A primeira dúvida que surge é se a diferença entre o valor da atualização e o valor contabilizado deve ser lançado no patrimônio líquido ou na demonstração de resultados do exercício, impactando diretamente o lucro. Segundo a autora, de acordo com o artigo 183 da lei societária (Lei 6.404/76) somente os ajustes de ativos financeiros devem ser lançados no patrimônio líquido. Além disso, o CPC (Comitê de Pronunciamento Contábil) 29 diz que “o ganho ou a perda proveniente da mudança no valor justo (...) deve ser incluído no resultado do exercício em que tiver origem”. Pronto, a primeira dúvida foi sanada. Havendo ajuste a valor justo, a diferença positiva ou negativa deve ser contabilizada na demonstração de resultados afetando o lucro líquido.
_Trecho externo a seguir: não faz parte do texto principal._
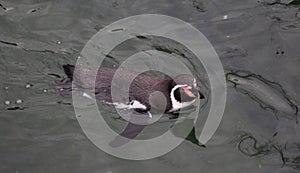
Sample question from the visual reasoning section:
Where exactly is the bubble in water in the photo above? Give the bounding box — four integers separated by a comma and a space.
16, 99, 23, 104
4, 100, 10, 105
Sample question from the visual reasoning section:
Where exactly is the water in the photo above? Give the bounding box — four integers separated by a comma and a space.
0, 0, 300, 173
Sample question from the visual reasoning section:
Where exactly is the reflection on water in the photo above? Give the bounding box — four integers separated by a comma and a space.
0, 0, 300, 173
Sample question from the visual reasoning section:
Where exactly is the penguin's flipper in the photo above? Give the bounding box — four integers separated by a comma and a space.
63, 64, 75, 80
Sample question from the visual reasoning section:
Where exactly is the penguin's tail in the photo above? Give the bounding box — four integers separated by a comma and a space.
63, 64, 75, 80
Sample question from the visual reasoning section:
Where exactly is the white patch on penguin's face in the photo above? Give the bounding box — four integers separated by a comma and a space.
169, 85, 196, 112
182, 86, 196, 97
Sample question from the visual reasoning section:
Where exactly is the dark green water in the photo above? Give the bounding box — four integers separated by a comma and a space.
0, 0, 300, 173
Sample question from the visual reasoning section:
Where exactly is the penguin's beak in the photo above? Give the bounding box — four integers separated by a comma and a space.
198, 90, 205, 99
192, 87, 205, 99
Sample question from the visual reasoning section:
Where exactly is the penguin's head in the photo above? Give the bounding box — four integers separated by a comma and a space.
170, 74, 204, 109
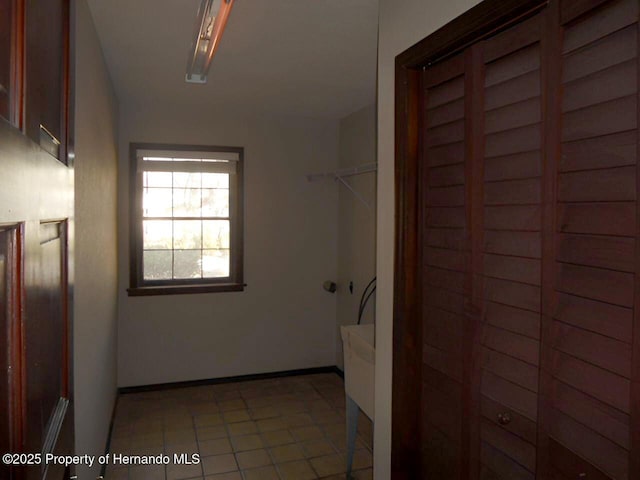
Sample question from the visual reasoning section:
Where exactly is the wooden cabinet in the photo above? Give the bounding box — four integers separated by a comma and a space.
0, 0, 74, 480
392, 0, 640, 480
25, 0, 69, 163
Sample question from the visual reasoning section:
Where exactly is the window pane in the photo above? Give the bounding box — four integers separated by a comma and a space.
202, 250, 229, 278
202, 188, 229, 217
202, 173, 229, 188
142, 188, 172, 217
144, 172, 173, 187
173, 172, 202, 188
173, 188, 202, 217
173, 220, 202, 249
142, 220, 173, 250
143, 250, 173, 280
173, 250, 202, 278
202, 220, 230, 249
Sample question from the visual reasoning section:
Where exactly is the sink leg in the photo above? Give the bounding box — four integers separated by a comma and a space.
346, 395, 360, 478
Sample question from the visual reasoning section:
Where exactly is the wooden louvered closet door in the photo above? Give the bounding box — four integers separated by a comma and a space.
473, 15, 544, 480
545, 0, 640, 480
420, 50, 469, 478
393, 0, 640, 480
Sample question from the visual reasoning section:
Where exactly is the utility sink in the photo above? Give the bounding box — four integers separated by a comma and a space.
340, 324, 375, 420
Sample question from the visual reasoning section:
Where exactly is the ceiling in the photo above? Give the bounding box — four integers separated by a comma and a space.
88, 0, 378, 118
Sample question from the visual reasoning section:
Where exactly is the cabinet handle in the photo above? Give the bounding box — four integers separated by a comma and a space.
498, 412, 511, 425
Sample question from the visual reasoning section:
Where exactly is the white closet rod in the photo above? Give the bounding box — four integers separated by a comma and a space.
307, 162, 378, 210
307, 162, 378, 182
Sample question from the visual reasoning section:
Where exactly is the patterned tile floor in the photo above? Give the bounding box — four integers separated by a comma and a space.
106, 374, 373, 480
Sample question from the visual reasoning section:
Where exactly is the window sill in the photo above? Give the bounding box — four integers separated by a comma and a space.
127, 283, 247, 297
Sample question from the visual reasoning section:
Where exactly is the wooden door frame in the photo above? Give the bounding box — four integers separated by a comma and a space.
391, 0, 548, 480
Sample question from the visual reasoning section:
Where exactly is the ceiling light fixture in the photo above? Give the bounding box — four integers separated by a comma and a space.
186, 0, 234, 83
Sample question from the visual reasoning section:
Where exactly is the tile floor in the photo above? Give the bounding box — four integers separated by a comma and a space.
105, 373, 373, 480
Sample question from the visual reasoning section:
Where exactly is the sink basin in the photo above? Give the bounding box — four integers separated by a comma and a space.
340, 324, 375, 420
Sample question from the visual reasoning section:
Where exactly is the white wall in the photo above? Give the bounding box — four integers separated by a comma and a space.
374, 0, 478, 480
118, 105, 338, 386
336, 104, 376, 369
74, 0, 118, 480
E a outra pergunta? Esse valor a maior no resultado (caso o ajuste seja positivo) pode ser base para distribuição de dividendos? Primeiro deve-se questionar se a companhia possui disponibilidade financeira para a distribuição de proventos, pois o ajuste tem mero efeito contábil. Até por isso esse acréscimo no resultado não é tributado. O pagamento dos tributos é diferido até a realização do ativo.
Segundo Bardella, esse lucro “inflado” pode, sim, ser base para o cálculo dos dividendos. Contudo a fim de evitar a descapitalização da companhia, a lei societária, nos artigos 197 e 202, permite que os lucros sejam limitados ao lucro realizado.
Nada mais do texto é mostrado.